Something very odd is going on in our world. It is not simply the manifestation into our physical reality of things that western culture merely considers symbolic or archetypal. It is also that these manifestations appear in a bizarrely synchronistic manner. It is as if someone or some intelligence is pulling the strings of our reality, and doing so in order to tell us something. To teach us.
So, what are these owls doing? Mike believes they are best seen as messengers, hence the title of this book. And what is the message? Somehow, it has to do with transformation, and the need to wake up and pay attention. Pay attention to what is going on in your life, and to the true nature of reality. As he puts it, “when someone is deeply asleep, whispering won’t wake them. Sometimes you have to really shake them. If that doesn’t work, send in the owls.”

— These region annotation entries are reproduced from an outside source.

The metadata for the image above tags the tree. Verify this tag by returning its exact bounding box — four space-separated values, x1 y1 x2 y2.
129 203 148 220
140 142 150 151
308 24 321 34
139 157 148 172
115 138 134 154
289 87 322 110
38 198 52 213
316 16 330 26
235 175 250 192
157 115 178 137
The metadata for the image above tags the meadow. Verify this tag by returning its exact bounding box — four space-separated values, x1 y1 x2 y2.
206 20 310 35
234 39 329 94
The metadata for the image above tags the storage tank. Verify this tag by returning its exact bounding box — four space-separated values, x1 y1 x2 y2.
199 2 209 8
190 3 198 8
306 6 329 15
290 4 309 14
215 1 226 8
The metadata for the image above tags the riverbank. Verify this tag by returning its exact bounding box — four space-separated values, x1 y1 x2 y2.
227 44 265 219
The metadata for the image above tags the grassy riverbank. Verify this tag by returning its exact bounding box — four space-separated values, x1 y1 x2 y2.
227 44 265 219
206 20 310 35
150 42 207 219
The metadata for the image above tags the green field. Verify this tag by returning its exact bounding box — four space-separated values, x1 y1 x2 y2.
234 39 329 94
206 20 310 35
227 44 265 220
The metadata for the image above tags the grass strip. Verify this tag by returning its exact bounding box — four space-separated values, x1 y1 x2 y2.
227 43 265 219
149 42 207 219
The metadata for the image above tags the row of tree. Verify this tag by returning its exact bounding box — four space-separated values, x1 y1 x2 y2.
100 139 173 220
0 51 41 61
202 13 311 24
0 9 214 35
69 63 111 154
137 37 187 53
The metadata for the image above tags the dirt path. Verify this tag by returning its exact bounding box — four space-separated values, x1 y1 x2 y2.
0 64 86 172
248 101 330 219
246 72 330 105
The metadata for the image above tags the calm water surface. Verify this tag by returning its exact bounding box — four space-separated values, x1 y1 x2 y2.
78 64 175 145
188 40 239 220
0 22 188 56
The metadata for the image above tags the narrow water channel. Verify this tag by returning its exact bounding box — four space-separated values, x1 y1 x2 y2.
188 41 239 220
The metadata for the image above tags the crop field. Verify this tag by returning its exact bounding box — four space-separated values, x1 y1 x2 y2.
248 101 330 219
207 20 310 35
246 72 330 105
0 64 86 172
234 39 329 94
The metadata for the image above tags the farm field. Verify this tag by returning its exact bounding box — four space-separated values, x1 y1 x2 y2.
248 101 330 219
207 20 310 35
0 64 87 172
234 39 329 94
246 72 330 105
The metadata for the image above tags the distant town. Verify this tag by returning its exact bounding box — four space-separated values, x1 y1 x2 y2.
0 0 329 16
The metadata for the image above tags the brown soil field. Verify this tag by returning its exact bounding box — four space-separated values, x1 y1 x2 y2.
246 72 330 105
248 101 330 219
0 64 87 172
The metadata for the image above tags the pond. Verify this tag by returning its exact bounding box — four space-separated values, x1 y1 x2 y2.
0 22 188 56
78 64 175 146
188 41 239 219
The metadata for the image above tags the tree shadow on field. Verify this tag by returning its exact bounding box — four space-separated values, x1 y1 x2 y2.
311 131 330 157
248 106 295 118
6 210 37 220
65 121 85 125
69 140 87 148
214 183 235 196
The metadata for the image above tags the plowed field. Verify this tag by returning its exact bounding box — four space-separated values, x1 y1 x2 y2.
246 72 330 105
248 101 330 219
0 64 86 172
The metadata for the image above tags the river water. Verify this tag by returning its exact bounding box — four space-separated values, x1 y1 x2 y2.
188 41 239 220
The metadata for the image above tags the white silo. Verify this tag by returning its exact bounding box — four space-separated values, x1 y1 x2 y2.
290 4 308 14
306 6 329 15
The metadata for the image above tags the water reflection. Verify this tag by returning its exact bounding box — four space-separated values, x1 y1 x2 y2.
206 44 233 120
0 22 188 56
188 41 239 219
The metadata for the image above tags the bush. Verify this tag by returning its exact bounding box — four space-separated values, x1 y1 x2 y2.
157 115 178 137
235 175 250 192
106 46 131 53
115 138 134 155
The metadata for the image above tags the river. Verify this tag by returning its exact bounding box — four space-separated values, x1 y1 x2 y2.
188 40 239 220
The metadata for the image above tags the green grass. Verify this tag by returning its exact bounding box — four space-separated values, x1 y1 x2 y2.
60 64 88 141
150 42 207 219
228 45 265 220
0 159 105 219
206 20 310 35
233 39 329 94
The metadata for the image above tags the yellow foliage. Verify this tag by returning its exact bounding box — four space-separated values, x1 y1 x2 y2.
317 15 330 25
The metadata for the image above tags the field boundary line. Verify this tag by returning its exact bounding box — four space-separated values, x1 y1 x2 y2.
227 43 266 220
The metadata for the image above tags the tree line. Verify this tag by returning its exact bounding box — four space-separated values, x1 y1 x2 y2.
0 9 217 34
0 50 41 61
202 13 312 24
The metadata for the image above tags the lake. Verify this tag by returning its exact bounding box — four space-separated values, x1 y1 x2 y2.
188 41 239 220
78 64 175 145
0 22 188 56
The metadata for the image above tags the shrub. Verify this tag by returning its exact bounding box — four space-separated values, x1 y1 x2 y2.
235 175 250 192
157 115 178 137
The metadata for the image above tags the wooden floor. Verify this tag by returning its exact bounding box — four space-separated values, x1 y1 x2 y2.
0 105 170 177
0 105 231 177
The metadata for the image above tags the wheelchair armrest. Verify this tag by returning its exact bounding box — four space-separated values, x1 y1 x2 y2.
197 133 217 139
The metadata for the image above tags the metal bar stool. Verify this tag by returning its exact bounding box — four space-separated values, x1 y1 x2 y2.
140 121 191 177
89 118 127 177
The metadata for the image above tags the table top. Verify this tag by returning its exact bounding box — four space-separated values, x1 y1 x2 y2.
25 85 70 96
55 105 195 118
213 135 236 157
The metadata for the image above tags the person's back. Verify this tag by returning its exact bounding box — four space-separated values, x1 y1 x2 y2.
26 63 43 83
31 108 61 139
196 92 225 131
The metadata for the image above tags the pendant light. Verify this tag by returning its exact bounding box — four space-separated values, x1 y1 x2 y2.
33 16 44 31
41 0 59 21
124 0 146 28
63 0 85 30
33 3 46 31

Although this book includes intriguing stories from so many people, the main journey here is that of the author himself. Mike Clelland has examined his life with a rare commitment to the truth. It isn’t that he planned to undertake this project. Rather, as he said, something triggered it. That something, as strange as it would seem, was owls. When he began exploring his own past with bravery and honesty, he found much more than he had ever imagined. During this process, he went through moments of great duress and even questioned his own sanity. He has now come to terms with his own alien encounters, which he describes here with great detail and power. Indeed, the event he aptly calls his “confirmation event,” is nothing short of mind-blowing. It’s refreshing, too, that he writes about all this not as a victim, nor as some sort of new age prophet. In telling his story, Mike simply strips away all pretense and dedicates himself to exposing the truth as best he can. As a result, his deeply personal journey is one that we can all relate to.
His research itself was filled with oddities. During the writing of this book, he related to me how the stories themselves would arrive to his email in a synchronistic flurry. And while it is obvious that he has done a great deal of research in creating this wonderful book, he strongly believes that the core of it happened magically. We might well wonder if a guiding intelligence has simply used him as the conduit for making it happen. He seems to feel that way.
Like all works of great originality, The Messengers is hard to describe because there are no clean and neat categories within which to place it. That is why writing about it has been a challenge. Perhaps the book that feels the most like this one is Whitley Strieber’s classic, Communion, another profound and personal journey that explores the high strangeness of alien encounters. Even so, The Messengers is something new.
I believe Mike Clelland is taking the study of UFOs and what we loosely call the paranormal into a new and fresh direction. It is as if he has opened up a new vision of exploring our reality, a new vein in which to explore and dig further. Answers will be hard to come by. But the questions make it all worthwhile.